Recursive definitions (left) and explicit re-definitions (right)1:
$$\begin{array}{llll} \small{(1)} &\small{n < n'} &\small{(6)} & \small{m = n' \Leftrightarrow n < m \wedge \neg(\exists x)\ n < x < m} \\ &\small{n < m \Rightarrow n < m'} & \small{(7)}& \small{m = n' \Leftrightarrow m = n + 1} \\ \small{(2)} &\small{n + 0 = 0} & \small{(8)}& \small{n < m \Leftrightarrow (\exists x \neq 0)\ n + x = m} \\ &\small{n + m' = (n+m)'} & \small{(9)}& \small{n < m \Leftrightarrow n \operatorname{mod} m = n } \\ \small{(3)} &\small{n \operatorname{div} n} &\small{(10)} & \small{n \operatorname{div} m \Leftrightarrow m \operatorname{mod} n = 0} \\ &\small{n \operatorname{div} m \Rightarrow n \operatorname{div} (m + n)} & \small{(11)}& \small{n \operatorname{div} m \Leftrightarrow (\exists x)\ n \times x = m} \\ \small{(4)} &\small{0 \operatorname{mod} n = 0} & & \\ &\small{(m \operatorname{mod} n)' = m \Rightarrow m' \operatorname{mod} n = 0} & & \\ &\small{(m \operatorname{mod} n)' \neq m \Rightarrow m' \operatorname{mod} n = (m \operatorname{mod} n)'} & & \\ \small{(5)} &\small{n \times 0 = 0} & & \\ &\small{n \times (m + 1) = (n \times m) + n } & & \\ \end{array}$$
There are some missing links in the picture, esp. there seems to be no obvious explicit re-definition of
$\operatorname{succ}$ by $\times$
$\operatorname{mod}$ by $\times$
$+$ by $\times$
$+$ by $\operatorname{mod}$
$+$ by $\operatorname{div}$
(at least not obvious to me).
In the case of $+$ and $\times$ I doubt that there will be a explicit re-definition.
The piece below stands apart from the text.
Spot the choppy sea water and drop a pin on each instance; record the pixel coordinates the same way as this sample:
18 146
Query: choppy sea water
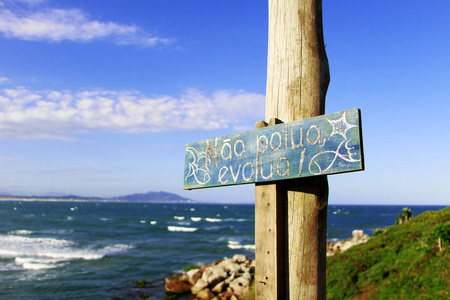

Look how and why $+$ has to be defined recursively by $\operatorname{succ}$. It's because you cannot capture the following (only seemingly explicit) naive definition otherwise:
$$n + m = k \Leftrightarrow \operatorname{succ}^n(\operatorname{succ}^m(0)) = \operatorname{succ}^k(0)$$
Trying to re-define $+$ by $\times$ explicitly you will probably come up with
$$n + m = k \Leftrightarrow \operatorname{double}^n(\operatorname{double}^m(1)) = \operatorname{double}^k(1)$$
with $\operatorname{double}(n) = n \times 2$. (Compare this with $\operatorname{succ}(n) = n +1$.)
But this is not a proof that it is impossible to re-define $+$ by $\times$ (or by $\operatorname{mod}$ maybe).
So I am looking either
for an explicit re-definition of $+$ by $\times$ (or by $\operatorname{mod}$)
or
for a proof that no such re-definition can exist.
[ADDENDUM] In the light of Joel's and Andreas' answer: Is it obvious that $\times$ cannot re-define the weaker relations $<$ and $\operatorname{succ}$ (both re-definable by $+$), neither?
1 We write $n'$ for $\operatorname{succ}(n)$. Note that in (4) $n \neq 0$ is assumed.